Abstract
All botulinum toxins (BoNTs, types A–G) inhibit synaptic transmitter release from motoneurons, and thus result in respiratory arrest and death. Rapid treatment with anti-BoNT antibodies can prevent progression, but recovery still requires weeks on a ventilator. Even after recovery, there is a potential for persistent fatigue in some cases of botulism even years after the insult, possibly because of motoneuron dropout for previously unknown reasons. Unique among BoNTs, the C-type (BoNT/C) cleaves two proteins involved in neurotransmitter release, syntaxin and SNAP-25, and induces apoptotic cell death in cultured cerebellar neurons. It is not clear, however, whether BoNT/C also affects neurons that encounter toxin in vivo, namely motoneurons. Here, we provide experimental evidence that BoNT/C causes a slow degeneration of motoneurons both in vitro and in vivo. This novel form of BoNT/C-induced cell death may require new treatment strategies.

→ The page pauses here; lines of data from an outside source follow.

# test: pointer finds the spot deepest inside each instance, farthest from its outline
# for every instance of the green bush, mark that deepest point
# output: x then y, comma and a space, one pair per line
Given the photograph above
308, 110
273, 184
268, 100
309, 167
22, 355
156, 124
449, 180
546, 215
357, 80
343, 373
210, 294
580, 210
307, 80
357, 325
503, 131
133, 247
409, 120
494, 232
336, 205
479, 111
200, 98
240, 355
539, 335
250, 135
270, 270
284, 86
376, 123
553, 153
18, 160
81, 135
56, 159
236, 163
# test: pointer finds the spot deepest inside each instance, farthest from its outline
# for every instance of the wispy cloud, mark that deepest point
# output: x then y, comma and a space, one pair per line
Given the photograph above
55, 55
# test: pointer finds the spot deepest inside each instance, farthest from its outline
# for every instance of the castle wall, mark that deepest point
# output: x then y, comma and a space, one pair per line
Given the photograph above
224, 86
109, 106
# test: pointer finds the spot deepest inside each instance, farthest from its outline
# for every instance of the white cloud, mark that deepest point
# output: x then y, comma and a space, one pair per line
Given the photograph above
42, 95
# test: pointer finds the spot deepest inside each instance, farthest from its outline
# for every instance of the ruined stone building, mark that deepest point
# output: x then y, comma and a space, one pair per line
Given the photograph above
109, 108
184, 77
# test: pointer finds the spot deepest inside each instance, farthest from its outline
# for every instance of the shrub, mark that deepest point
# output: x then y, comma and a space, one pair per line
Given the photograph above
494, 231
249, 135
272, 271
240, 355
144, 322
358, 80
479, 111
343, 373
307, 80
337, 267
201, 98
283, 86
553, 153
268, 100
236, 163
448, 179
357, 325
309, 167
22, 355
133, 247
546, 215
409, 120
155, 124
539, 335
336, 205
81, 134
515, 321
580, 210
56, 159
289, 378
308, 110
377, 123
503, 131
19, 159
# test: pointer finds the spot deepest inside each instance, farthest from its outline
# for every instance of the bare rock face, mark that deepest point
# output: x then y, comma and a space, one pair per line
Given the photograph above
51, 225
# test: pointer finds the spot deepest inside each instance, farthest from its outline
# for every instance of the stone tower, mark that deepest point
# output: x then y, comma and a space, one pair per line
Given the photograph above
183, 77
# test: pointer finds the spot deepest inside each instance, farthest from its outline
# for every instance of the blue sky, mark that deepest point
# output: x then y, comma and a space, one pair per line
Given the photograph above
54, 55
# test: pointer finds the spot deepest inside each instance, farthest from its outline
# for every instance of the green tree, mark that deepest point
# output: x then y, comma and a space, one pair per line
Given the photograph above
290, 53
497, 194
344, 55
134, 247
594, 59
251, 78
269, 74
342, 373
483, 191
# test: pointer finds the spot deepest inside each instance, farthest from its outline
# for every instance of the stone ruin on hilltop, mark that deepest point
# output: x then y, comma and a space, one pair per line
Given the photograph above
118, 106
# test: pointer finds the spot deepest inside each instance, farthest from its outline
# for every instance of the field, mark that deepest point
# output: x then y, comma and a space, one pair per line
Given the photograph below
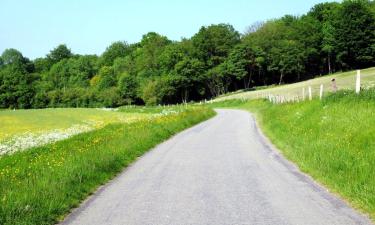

Keywords: neuronal death, neurotoxin, spinal cord
Introduction
Botulinum toxins (BoNTs, types A–G) represent a Class A bioterrorism threat as defined by the National Institute of Allergy and Infectious Diseases of the National Institutes of Health. All BoNTs inhibit motoneuron synaptic activity, and thus cause respiratory arrest and death (reviewed in Refs [1,2]). Transmission by inhalation shows similar symptoms to food-borne botulism, with early symptoms of dysphagia, dry mouth, diplopia, and eventually flaccid paralysis. Rapid treatment with anti-BoNT antibodies can prevent disease progression [3]. As clinical experience with inhaled botulism is limited, as with food-borne botulism, patients often require 2 to 8 weeks on a ventilator for recovery; but even after recovery, there is a potential for persistent fatigue years in some cases of botulism even years after the insult [3]. Neurological damage to motoneurons caused by some forms of BoNT may underlie this persistent, disabling fatigue syndrome.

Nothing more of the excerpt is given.